毒蛇扭動著粗大的身軀,眨眼將她纏繞,她的腿不僅麻木,儼然已經難以移動。隨著蛇身的進一步絞殺,她的雙腿被勒得咯吱作響,下一秒就要廢掉。
這麽大的毒蛇,金釵竟然並不能將它釘死,而隻是將它釘住。
蛇口還未鬆開。
再不鬆開她就要把命交代,指不定今夜就可以和黑白無常打麻將了。
她緊緊握住釵頭,費力的攪動,口中高呼道:“王大可!”另一隻手,努力去掐蛇的七寸。
耳中隻聽得“咚咚咚”的上樓聲,木板樓梯被踏的震天響,不過片刻間,灰衣人已奔入房間。
她抬起頭,望著王大可嚴肅的臉,勾唇,“王大傻,你安排的什麽破房間!”一語畢,眼前一黑,栽倒下去。

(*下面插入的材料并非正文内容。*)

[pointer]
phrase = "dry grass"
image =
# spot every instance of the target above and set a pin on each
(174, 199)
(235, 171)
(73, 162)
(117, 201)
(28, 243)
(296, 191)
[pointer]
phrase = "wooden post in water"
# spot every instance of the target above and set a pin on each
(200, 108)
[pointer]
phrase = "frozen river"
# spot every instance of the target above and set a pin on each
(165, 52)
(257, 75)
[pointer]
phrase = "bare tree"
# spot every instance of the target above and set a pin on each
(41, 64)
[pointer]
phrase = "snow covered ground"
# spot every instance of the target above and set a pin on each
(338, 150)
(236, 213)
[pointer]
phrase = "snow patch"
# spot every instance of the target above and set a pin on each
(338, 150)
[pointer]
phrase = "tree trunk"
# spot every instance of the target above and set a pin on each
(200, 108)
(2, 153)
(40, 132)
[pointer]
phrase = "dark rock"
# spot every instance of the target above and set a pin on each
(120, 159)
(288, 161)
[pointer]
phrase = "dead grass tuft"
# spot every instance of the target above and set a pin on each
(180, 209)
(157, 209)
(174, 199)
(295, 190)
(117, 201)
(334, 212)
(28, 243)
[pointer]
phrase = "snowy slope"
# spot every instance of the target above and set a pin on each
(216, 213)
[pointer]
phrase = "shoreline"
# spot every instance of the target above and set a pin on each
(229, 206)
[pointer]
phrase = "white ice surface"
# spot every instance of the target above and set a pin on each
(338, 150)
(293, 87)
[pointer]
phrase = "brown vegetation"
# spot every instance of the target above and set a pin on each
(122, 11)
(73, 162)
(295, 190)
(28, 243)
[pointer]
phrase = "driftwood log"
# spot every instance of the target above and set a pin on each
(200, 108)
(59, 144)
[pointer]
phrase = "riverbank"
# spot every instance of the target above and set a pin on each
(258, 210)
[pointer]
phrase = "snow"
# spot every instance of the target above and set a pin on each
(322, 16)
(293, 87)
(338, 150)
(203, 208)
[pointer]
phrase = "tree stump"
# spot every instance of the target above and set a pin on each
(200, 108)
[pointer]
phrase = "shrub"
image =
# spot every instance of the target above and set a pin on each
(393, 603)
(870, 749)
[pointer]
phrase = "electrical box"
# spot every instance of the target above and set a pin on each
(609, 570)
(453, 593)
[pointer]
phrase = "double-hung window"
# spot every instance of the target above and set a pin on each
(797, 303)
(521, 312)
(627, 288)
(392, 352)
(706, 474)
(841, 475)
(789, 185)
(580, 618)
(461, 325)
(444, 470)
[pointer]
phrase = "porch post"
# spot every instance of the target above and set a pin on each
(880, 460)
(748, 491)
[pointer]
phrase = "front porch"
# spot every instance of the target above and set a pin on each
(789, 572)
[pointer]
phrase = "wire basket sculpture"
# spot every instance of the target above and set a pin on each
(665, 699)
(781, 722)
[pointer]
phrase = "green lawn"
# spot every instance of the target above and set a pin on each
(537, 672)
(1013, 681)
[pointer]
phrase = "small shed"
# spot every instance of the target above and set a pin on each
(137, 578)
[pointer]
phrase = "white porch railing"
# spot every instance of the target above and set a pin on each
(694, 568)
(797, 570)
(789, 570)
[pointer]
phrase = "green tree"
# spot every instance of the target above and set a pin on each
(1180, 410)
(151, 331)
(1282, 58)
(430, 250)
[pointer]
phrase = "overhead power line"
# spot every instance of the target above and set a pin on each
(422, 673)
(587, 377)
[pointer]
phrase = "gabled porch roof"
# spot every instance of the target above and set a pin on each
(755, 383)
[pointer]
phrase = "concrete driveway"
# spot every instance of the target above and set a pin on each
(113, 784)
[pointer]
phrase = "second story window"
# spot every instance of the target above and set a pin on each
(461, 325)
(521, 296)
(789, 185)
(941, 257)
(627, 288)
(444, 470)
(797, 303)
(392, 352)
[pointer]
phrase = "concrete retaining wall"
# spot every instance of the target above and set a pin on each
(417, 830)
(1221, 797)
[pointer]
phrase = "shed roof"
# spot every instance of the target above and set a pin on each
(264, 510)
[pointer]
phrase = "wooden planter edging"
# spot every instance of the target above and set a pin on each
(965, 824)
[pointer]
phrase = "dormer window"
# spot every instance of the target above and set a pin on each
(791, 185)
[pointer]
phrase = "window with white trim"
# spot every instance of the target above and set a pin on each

栽倒之前,隻看見一張焦急俊朗年輕的臉,匆匆放大在眼前。
大約是不會摔成豬頭了吧,她想。
夜濃如墨。
再睜開眼,她腦袋有些暈暈的。
墨色的紗帳勾起,床前正坐著一人。
是王大可。
他換了一身衣裳,不過仍然是灰色係。
見她醒來,他神色嚴肅,“怎麽樣了?”
她哼哼唧唧爬起身,他忙拿了一隻軟枕給她墊在後背。
等舒舒服服靠好了身體,她才滿麵不快的開口,“被蛇咬了,你說能怎麽樣?你要是想知道,不如給那蛇咬一咬?”
話中不耐,她盯著他高挺的鼻梁,“說,你是不是故意安排的這一出,平白無故哪兒來那麽大的一條毒蛇?”
他目光一閃,轉頭掃了一眼外間,“說吧,沐姑娘問你話。”
傾城一怔,越過他的肩膀看過去,這才見屏風外頭似乎還跪著一人。燈火璀璨中,能看清這人穿的是黑色的衣裳。
“屬下……”是個女子。
開口的聲音滿是倔強,像是在哪兒聽過。
傾城忽然就想起來,下午與她爭執的少女。